1 \in v(-A) ssi 0 \in v(A)

0 \in v(-A) ssi 1 \in v(A)

1 \in v(A&B) ssi 1 \in v(A) et 1 \in v(B)

0 \in v(A&B) ssi 0 \in v(A) ou 0 \in v(B)

1 \in v(AvB) ssi 1 \in v(A) ou 1 \in v(B)

0 \in v(AvB) ssi 0 \in v(A) et 0 \in v(B)

Dans une logique classique, avec V={{1},{0}}, les clauses droites sont redondantes. La relation de conséquence est définie comme suivant:

     S |- A ssi pour toute valuation v, ou bien 1 \in v(A) ou pour un B \in S, 1 \not\in v(B).

Elle nous donne une notion de validité:

     A est valide ssi pour toute valuation v, 1 \in v(A).

Cette logique est paraconsistente, mais elle garde toutes les tautologies classique qui contiennent au moins deux lettres schématiques („A“ et „B“). Le seule principe classique invalide dans cette logique est le syllogisme disjonctive et ses variantes:

     {A, -AvB} |- B

Avec ce principe, on déduirait n'importe quelle proposition B d'une phrase paradoxale A (telle que A et -A sont vrais). La logique serait donc explosive.

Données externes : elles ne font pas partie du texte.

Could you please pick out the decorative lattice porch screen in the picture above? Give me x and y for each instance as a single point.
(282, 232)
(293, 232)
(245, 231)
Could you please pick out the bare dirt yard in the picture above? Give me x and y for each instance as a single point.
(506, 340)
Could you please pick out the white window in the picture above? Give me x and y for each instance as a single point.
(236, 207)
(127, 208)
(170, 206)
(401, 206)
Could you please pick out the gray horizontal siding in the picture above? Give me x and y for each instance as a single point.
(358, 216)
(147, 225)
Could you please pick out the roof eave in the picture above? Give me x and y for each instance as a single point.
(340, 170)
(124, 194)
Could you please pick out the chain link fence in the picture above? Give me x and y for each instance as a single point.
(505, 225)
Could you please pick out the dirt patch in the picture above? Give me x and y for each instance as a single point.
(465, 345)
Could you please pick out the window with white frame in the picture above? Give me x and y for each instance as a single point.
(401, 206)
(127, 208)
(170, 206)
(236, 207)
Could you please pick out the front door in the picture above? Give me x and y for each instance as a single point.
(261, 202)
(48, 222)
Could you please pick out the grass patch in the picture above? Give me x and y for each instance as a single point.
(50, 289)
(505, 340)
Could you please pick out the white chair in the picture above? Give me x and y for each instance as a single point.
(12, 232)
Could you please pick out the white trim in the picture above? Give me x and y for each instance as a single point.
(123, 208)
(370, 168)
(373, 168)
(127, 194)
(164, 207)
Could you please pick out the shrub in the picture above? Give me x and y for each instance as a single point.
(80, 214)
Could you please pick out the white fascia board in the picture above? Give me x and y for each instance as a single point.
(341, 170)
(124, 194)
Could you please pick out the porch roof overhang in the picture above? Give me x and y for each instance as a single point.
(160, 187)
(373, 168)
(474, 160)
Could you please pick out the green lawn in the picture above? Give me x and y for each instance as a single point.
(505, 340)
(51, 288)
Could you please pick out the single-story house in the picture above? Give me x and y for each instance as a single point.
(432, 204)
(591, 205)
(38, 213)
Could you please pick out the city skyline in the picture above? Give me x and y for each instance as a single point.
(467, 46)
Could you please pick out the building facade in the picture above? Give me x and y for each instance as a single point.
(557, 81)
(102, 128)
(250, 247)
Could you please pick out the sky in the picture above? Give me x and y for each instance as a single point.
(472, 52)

Dans un article de (1998), Priest a identifié cinq raisons pour la hostilité répandue contre les contradictions et a essayé de montrer pourquoi elles ne sont pas bonnes:

(1)

Des contradictions impliquent tout.

Il faut choisir une logique non-explosive.

(2)

Des contradictions ne peuvent pas être vraies.

Mais voici les conséquences des paradoxes.

(3)

Des contradictions ne peuvent pas être crues d'une manière rationale.

Il y a des contre-exemples, par ex. la conclusion du paradoxe du préface: Si on écrit une étude bien recherché on affirme p1 & p2 & p3 & ... & pn, c'est-à-dire l'ensemble des propositions contenues dans le livre. Mais il est rationel de s'excuser pour ses fautes dans le préface, impliquant qu'il y en a. Alors il est également rationel d'affirmer - (p1 & p2 & p3 & ... & pn), affirmant une contradictions.
En tout cas, la consistence n'est pas le seul critère de rationalité: il y a des croyances irrationelles mais consistentes. La vertue de la consistence peut être compensé par d'autres vertues. Une autre raison pourquoi il peut être rationel de croire des contradictions c'est que „truth trumps falsity“. La valeur épistémique de l'acquisition des vérités est supérieure à celle d'éviter des faussetés.

(4)

Si des contradictions seraient acceptables, on ne pourrait plus critiquer personne.

Cette objection fait une transition illégitime de „quelques-uns“ à „tous“. Même si quelques contradictions sont vraies, celà ne veut pas dire que toutes les contradictions sont vraies. En plus, les contradictions sont a priori improbables.

(5)

Si des contradictions seraient acceptables, on ne pourrait plus nier rien.

Nier que p ne veut pas dire qu'affirmer non-p. Contra Frege, il faut distinguer entre négation et affirmation de la négation. En plus, on peut se rendre compte qu'on a un ensemble inconsistent de croyances.